Como nos mais nostálgicos filmes de Fellini, a alegria,
essa sim, surge como falso pano de fundo para uma realidade que se torna mais
triste debaixo da luz feérica com que a sociedade impinge a cada minuto os produtos que fabrica. A hipoteca para uma casa própria ou um bilhete duplo para Bora
Bora?
Como poderia um filme destes ser um sucesso de bilheteira na América do início dos anos 80. Mais absurdo que paradoxo.
Filmado estrategicamente ao minuto e ao milímetro, tudo aqui é lindo.
«Do Fundo do Coração» é mesmo uma peça única (com o som de um dos meus discos favoritos!), revista
em reprise pela minha memória de hoje e pela dimensão dramática do mundo, do
teatro e do cinema. 43 anos depois.
jef,
agosto 2024
«Do
Fundo do Coração» (One from the Heart - Reprise) de Francis Ford Coppola.
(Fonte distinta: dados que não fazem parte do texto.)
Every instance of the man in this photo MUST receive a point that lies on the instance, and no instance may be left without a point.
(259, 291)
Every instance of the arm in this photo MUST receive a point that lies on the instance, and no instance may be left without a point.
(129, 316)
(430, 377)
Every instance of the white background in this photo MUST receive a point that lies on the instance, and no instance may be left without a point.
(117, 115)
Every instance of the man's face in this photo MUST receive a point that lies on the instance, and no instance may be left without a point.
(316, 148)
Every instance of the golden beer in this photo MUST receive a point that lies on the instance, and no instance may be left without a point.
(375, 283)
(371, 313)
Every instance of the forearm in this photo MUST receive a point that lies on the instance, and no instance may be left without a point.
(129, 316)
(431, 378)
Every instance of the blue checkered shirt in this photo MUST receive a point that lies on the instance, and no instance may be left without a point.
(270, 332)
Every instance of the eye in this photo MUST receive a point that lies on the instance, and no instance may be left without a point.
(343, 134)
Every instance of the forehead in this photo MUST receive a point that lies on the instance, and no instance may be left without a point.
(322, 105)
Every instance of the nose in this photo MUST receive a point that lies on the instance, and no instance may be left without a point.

Com Frederic
Forrest, Teri Garr, Raul Julia, Nastassja Kinski, Lainie Kazan, Harry Dean
Stanton, Allen Garfield, Jeff Hamlin, Italia Coppola, Carmine Coppola, Edward
Blackoff, James Dean, Rebecca De Mornay, Javier Grajeda, Cynthia Kania, Monica
Scattini. Argumento: Armyan Bernstein e Francis Ford Coppola segundo a história
de Armyan Bernstein. Produção: Iain
Canning, Guy Heeley, Joanna Laurie, Emile Sherman. Fotografia: Ronald
Víctor García. Música de Tom Waits com Crystal Gayle. Guarda-roupa: Ruth Morley.
EUA, 1981, Cores, 107 min.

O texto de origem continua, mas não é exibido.